Most of the UK’s principal political parties are now signed up to reducing the voting age to 16 to boost electoral turnout in an era of declining participation in civic affairs: what some experts refer to as the ‘democratic deficit’.
In the last general election held in 2019, less than 50 per cent of young people aged 18 to 24 voted. Just under a half didn’t bother, for a variety of reasons, ranging from apathy, lack of knowledge of the issues, or what the main parties stood for, alienation, anomie, or the perception that all the major parties had nothing meaningful to offer to youngsters. Nothing could be further from the truth; but perceptions still shape reality. The UK government needs a wake-up call, if representative democracy is to survive during the rest to the twenty-first century.
That’s why the Association of Colleges (AOC), NUS, Newcastle City Council, the Youth Parliament, and Labour, the Liberal-Democrats, the Scottish Conservatives, former ministers Nicky Morgan and Justine Greening, and the Greens are calling for the voting age to be lowered to 16, to boost electoral turn-out and to strengthen our liberal democracy in the UK.

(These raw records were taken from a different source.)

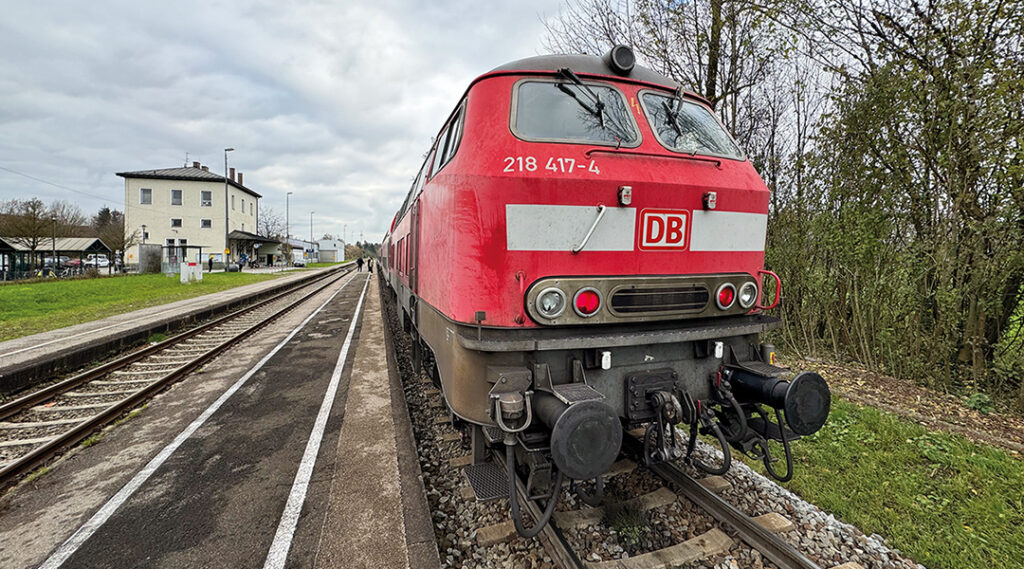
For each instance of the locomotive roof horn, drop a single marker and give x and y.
(621, 59)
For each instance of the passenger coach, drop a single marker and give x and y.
(583, 252)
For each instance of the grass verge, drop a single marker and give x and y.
(35, 307)
(941, 499)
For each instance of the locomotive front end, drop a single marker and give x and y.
(603, 243)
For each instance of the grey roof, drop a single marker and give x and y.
(190, 174)
(62, 245)
(590, 64)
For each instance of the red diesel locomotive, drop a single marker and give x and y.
(583, 252)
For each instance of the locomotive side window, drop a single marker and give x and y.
(442, 139)
(563, 112)
(448, 143)
(684, 126)
(456, 136)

Let’s examine the case for and against this policy proposal. The independent Electoral Commission recommended in 2011 that the voting age stay at 18. According to the Commission on the basis of extensive fieldwork and surveys, young people aren’t politically mature enough at 16. They don’t know enough about politics, lack confidence and don’t feel ready for the civic responsibility of voting at 18.

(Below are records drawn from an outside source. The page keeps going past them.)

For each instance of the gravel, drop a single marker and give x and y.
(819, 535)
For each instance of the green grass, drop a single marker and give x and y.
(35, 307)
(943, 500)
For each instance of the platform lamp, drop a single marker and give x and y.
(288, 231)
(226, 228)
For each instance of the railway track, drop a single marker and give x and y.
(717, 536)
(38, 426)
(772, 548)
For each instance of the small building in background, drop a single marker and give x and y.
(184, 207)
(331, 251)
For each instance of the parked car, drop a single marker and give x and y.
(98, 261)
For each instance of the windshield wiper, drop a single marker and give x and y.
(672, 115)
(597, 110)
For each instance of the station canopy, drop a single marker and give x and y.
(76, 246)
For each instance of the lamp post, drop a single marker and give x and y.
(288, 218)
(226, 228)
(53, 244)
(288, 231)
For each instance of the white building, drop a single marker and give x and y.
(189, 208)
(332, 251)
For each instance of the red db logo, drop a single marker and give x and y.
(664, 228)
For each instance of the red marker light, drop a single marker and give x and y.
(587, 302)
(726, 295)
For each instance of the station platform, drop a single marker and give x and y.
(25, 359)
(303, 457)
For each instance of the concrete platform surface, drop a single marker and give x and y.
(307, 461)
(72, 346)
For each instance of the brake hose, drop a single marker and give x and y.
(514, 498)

Some experts believe that lowering the voting age would increase the proportion of people who don’t vote – now standing at about 35 per cent. According to the political scientist Chris Pattie, if the voting age were to lowered to 16, overall electoral turn-out could fall below 50 per cent, threatening the legitimacy of any democratically elected government. Likewise, some policy wonks draw on international comparisons, arguing that most liberal democracies throughout the ‘free world’ have a minimum voting age of 18. All this sounds plausible, until you consider the counterarguments.
The UK Youth Parliament have hit back. The campaign to reduce the voting age is backed by thousands of young adults across the nation. There are several places where 16-year-olds have the right to vote, such as the Isle of Man, Jersey, Austria, Brazil, state elections in Germany, Hungary and close to home, of-course, Scotland and now Wales – for local elections.
16 and 17 year-olds are knowledgeable, and sometimes quite passionate about the world they live in. They are as capable of engaging in the democratic system as any other citizen. The number of students following GCE A-level Government and Politics courses in English and Welsh FE and sixth form colleges has increased, with more Scottish undergraduates following politics degrees.
Lowering the voting age to 16, combined with strong citizenship education, would empower young people to better engage in their communities and influence decisions that will define their future. People who can consent to medical treatment, work full-time, become a company director, pay taxes and NI, get married or enter a civil partnership and join the armed forces should also have the right to vote. Similar arguments drove the reduction in voting age from 21 to 18 in Britain in 1969 and in most other countries in the late 20th century.
Other groups aren’t penalised for lack of knowledge or engagement in politics by being denied the vote, so it doesn’t make sense that 16 and 17-year olds should have to be ‘model citizens’ in order to gain he right to vote. Many believe that voting would improve ‘civic participation’. Young people are more ‘politically active’ than other age groups. More youngsters take up volunteering activities than middle-aged citizens, and are more likely to get involved single-issue campaigns, often around climate change or animal rights and protection. But the fact remains, older people are more likely to vote in general, local and Mayoral elections. Turn-out among pensioners is over 76 per cent, according to figures collated by YouGov, after the 2017 general election.
Likewise, the national campaign group Votes at 16 point out that allowing people to vote earlier will help combat apathy. According to one expert, Professor Breeze, people who can vote earlier are more likely to vote again. It becomes a central feature of their ‘political socialisation’ process. It worked well in Scotland in their independence referendum in 2014 where over three-quarters of young adults under 21 voted – thousands of whom were aged under 18.